Reference is made to:

(a) Judgment/order dated 3rd June, 2011 of the High Court of

Jammu & Kashmir in OWP (PIL) No.406/2010 titled J&K

Voluntary Health & Dev. Association Vs. State.

(b) World Lung Foundation South Asia Vs. Ministry of Health &

Family Welfare MANU/DE/2692/2012.

(c) Judgment dated 29th March, 2011 of the Karnataka High Court

in W.P.(C) No.17958/2009 titled Cancer Patients Aid

Association Vs. State of Karnataka.

(d) Judgment dated 26th March, 2012 of the Kerala High Court in

W.P.(C) No.38513/2010 titled Kerala Voluntary Health

Services Vs. Union of India.

and it is contended that the directions sought in the instant petitions are

contrary thereto.

11. Though the High Court of Allahabad in Varshney General Sales v.

State of U.P. MANU/UP/0148/1994 has held that tobacco could not be

placed at par with liquor, as hazardous to health, and to trade wherein

there could be said to be no fundamental right and which aspect remained

undealt in the appeal therefrom reported as Godfrey Phillips India Ltd. v.

State of U.P. (2005) 2 SCC 515 but over the time the hazards of tobacco

seem to have overtaken the hazards of liquor, leading to the legislation

such as COTPA. The Supreme Court in Khoday Distilleries Ltd. v. State

of Karnataka (1995) 1 SCC 574 observed that what may not be

considered harmful today, may be considered so tomorrow and what

articles and goods should be allowed to be produced, possessed, sold and

consumed, is to be left to the judgment of the legislative and executive

wisdom. Similarly, in Madras City Wine Merchants' Assn. v. State of

T.N. (1994) 5 SCC 509 and in Ramesh Chandra Kachardas Porwal v.

State of Maharashtra (1981) 2 SCC 722 it was held that nothing can be

expected to remain static in this changing world of ours and a market

which is suitable and conveniently located today may be found to be

unsuitable and inconvenient tomorrow on account of the development,

congestion or for a variety of other reasons. The Parliament, in the year

2003, while enacting COTPA, in the Statement of Objects and Reasons

thereof noted that tobacco is responsible for an estimated eight lakh

deaths annually in the country, that the treatment of tobacco related

diseases and loss of productivity caused therefrom was costing the

country almost `13,500 crores annually, offsetting completely the

revenue and employment generated by tobacco industry and described the

objective of COTPA as to prevent the sale of tobacco products to minors

and to protect them from becoming victims of misleading advertisements,

all to achieve a healthier lifestyle and protection of right to life enshrined

in the Constitution. Undoubtedly, the Supreme Court in Godawat Pan

Masala Products I.P. Ltd. (supra) maintained that the

legislature/government having chosen not to ban the sale of tobacco

products except to minors, trade in tobacco could not be classified as res

extra commercium i.e. a business in crime, but the principles laid down in

Cooverjee B. Bharucha v. Excise Commr., Ajmer AIR 1954 SC 220 and

P.N. Krishna Lal v.
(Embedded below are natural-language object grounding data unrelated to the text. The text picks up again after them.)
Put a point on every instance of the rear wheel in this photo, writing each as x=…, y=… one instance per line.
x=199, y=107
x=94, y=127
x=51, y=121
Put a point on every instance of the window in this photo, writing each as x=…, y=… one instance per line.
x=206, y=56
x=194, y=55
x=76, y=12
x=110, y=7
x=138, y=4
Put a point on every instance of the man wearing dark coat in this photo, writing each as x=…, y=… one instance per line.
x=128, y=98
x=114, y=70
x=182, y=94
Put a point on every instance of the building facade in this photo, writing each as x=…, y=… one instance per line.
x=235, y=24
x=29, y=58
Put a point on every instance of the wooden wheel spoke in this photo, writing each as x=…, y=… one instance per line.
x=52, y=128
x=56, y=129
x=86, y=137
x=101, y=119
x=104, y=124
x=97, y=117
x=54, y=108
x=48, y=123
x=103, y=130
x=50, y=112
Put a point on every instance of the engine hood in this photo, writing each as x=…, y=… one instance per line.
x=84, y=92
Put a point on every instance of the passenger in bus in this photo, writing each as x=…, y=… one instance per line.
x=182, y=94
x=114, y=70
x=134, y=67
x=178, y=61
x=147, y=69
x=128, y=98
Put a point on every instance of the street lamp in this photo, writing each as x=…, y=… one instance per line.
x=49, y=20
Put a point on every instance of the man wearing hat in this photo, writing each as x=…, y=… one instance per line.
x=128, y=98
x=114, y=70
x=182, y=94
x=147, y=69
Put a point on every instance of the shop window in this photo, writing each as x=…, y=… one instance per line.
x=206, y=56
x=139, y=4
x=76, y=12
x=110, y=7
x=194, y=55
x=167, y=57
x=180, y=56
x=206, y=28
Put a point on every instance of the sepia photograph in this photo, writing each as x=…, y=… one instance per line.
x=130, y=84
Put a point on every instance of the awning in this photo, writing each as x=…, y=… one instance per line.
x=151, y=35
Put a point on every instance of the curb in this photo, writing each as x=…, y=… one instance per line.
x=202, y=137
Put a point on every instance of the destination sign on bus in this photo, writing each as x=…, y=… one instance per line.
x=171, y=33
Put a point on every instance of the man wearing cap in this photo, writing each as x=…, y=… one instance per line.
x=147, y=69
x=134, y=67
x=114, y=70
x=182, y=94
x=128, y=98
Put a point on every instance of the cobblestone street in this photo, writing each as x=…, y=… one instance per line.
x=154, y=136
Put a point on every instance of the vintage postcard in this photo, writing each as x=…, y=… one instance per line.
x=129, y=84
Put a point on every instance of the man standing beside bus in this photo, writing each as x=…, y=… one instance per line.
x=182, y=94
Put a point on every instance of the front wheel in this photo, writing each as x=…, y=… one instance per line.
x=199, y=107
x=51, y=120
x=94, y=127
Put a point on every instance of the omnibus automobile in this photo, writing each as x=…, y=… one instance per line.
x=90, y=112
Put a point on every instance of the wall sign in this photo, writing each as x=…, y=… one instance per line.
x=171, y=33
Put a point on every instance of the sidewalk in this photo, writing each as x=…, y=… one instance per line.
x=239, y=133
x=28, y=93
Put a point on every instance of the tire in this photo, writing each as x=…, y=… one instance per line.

Govt. of Kerala 1995 Supp (2) SCC 187, that there is

no fundamental right to trade in dangerous and noxious substances,

would nevertheless apply to tobacco which has now been universally

accepted as a major public health hazard.

12. It is in the said light that we proceed to adjudge the challenge. The

only challenge, as aforesaid, by the petitioner is on the ground of the wholesellers

and the retailers of tobacco and tobacco products not falling in the same

class and clubbing thereof in the ban on sale of tobacco and tobacco products to

students of educational institutions being arbitrary and irrational.

13. However, the provisions under challenge cannot be read in

isolation and have to necessarily take their colour from the legislations of

which they are a part. The said legislations are not intended merely

against sale of tobacco and tobacco products to students in the vicinity of

their educational institutions but also take within their ambit restrictions

on places where one can smoke and advertisement or other ways of

promoting smoking or sale of cigarettes to minors etc. We are thus unable

to accept the narrow and constricted aim and intent which the petitioner

would impute to the provisions under challenge. The prohibition on sale

of cigarette or tobacco products in close vicinity of educational

institutions is found to have the larger objective of reducing the exposure

of the students of the said educational institutions to cigarette or tobacco

products. The question which thus arises is whether in the said light

wholesellers and retailers can be said to be differently placed or the

provisions under challenge being unreasonable and arbitrary.

14. Article 14 is not a voodoo which visits with invalidation every

executive or legislative fusion of things or categories where there are no

pronounced inequalities. Mathematical equality is not the touchstone of

Constitutionality (Krishna Iyer, J. in State of Kerala v. Kumari T.P.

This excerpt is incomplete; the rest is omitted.